Any suggestions for this??
I am using jetson nano with below specifications.

sudo apt-cache show nvidia-jetpack
Package: nvidia-jetpack
Version: 4.3-b134
Architecture: arm64
Maintainer: NVIDIA Corporation
Installed-Size: 194

Depends: nvidia-container-csv-cuda (= 10.0.326-1), libopencv-python (= 4.1.1-2-gd5a58aa75), libvisionworks-sfm-dev (= 0.90.4), libvisionworks-dev (=, libvisionworks-samples (=, libnvparsers6 (= 6.0.1-1+cuda10.0), libcudnn7-doc (=, libcudnn7-dev (=, libnvinfer-samples (= 6.0.1-1+cuda10.0), libnvinfer-bin (= 6.0.1-1+cuda10.0), nvidia-container-csv-cudnn (=, libvisionworks-tracking-dev (= 0.88.2), vpi-samples (= 0.1.0), tensorrt (=, libopencv (= 4.1.1-2-gd5a58aa75), libnvinfer-doc (= 6.0.1-1+cuda10.0), libnvparsers-dev (= 6.0.1-1+cuda10.0), libcudnn7 (=, libnvidia-container0 (= 0.9.0~beta.1), cuda-toolkit-10-0 (= 10.0.326-1), nvidia-container-csv-visionworks (=, graphsurgeon-tf (= 6.0.1-1+cuda10.0), libopencv-samples (= 4.1.1-2-gd5a58aa75), python-libnvinfer-dev (= 6.0.1-1+cuda10.0), libnvinfer-plugin-dev (= 6.0.1-1+cuda10.0), libnvinfer-plugin6 (= 6.0.1-1+cuda10.0), nvidia-container-toolkit (= 1.0.1-1), libnvinfer-dev (= 6.0.1-1+cuda10.0), libvisionworks (=, libopencv-dev (= 4.1.1-2-gd5a58aa75), nvidia-l4t-jetson-multimedia-api (= 32.3.1-20191209225816), vpi-dev (= 0.1.0), vpi (= 0.1.0), python3-libnvinfer (= 6.0.1-1+cuda10.0), python3-libnvinfer-dev (= 6.0.1-1+cuda10.0), opencv-licenses (= 4.1.1-2-gd5a58aa75), nvidia-container-csv-tensorrt (=, libnvinfer6 (= 6.0.1-1+cuda10.0), libnvonnxparsers-dev (= 6.0.1-1+cuda10.0), libnvonnxparsers6 (= 6.0.1-1+cuda10.0), uff-converter-tf (= 6.0.1-1+cuda10.0), nvidia-docker2 (= 2.2.0-1), libvisionworks-sfm (= 0.90.4), libnvidia-container-tools (= 0.9.0~beta.1), nvidia-container-runtime (= 3.1.0-1), python-libnvinfer (= 6.0.1-1+cuda10.0), libvisionworks-tracking (= 0.88.2)
Homepage: Autonomous Machines | NVIDIA Developer
Priority: standard
Section: metapackages
Filename: pool/main/n/nvidia-jetpack/nvidia-jetpack_4.3-b134_arm64.deb
Size: 29742
SHA256: 1fd73e258509822b928b274f61a413038a29c3705ee8eef351a914b9b1b060ce
SHA1: a7c4ab8b241ab1d2016d2c42f183c295e66d67fe
MD5sum: de856bb9607db87fd298faf7f7cc320f
Description: NVIDIA Jetpack Meta Package
Description-md5: ad1462289bdbc54909ae109d1d32c0a8

hi @god_ra,
I tried the same and was able to re-produce the issue.
Our team will be working to resolve this issue.
Thank you for your patience.

Okay. let me know as soon as you get the solution.

Thank you

I am still waiting for your response.

Hi @god_ra,
The Engineering team is working on the issue.
We will keep you posted on the solution.

Hi @AakankshaS
It is almost a month since I posted.

I want to use tensorflow model in tensorRT using c++ sample codes.
Standard incepiton models works fine with tf - uff - tensorrt (python and c++)
But custom trained models doesnot work with c++ samples code.
They work well with python code.

Atleast solve the problem of uff conversion if onnx is gettign delayed.
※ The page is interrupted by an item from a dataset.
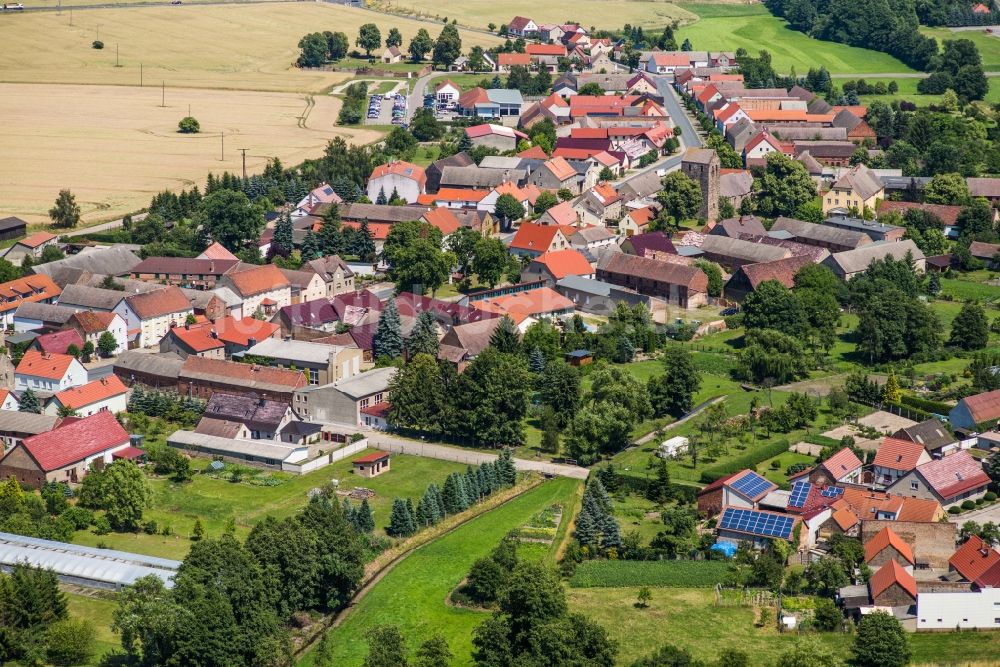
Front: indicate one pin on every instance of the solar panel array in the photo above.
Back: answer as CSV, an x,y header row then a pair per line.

I am literally waitning everyday for your solution on this.

posted several times, but no respons efrom NVIDIA or tensorRT community.

Support is not as good as we think I suppose.

Just solve my problem of tf - uff - tensorrt(c++) or tf-onnx-tensorrt(c++) for custom trained ssd inception v2 models.


Any update regarding this??

I tried it in tensorRT 7 as well. same problem persists.

Moving to Jetson Nano forum for resolution.


Just assigned to this topic today, so please let me know if I don’t understand your question well.

It’s looks like you are facing some issue when using the default standard ssd inception v2 model with TensorRT C++ interface.
Actually, we do have a sample for ssd inception v2 model and it works well.

Have you tried it yet? The flow should be frozen pb -> uff -> TensorRT.



Standard model works fine. No problem.
Custom trained model works in python version but not in c++ version
In c++ i get no detections. No errors.

Thanks for the clarification.
It looks like you have shared the model in topic Custom trained SSD inception model in tensorRT c++ version - #3 by god_ra.

So let’s track the following status there and close this issue.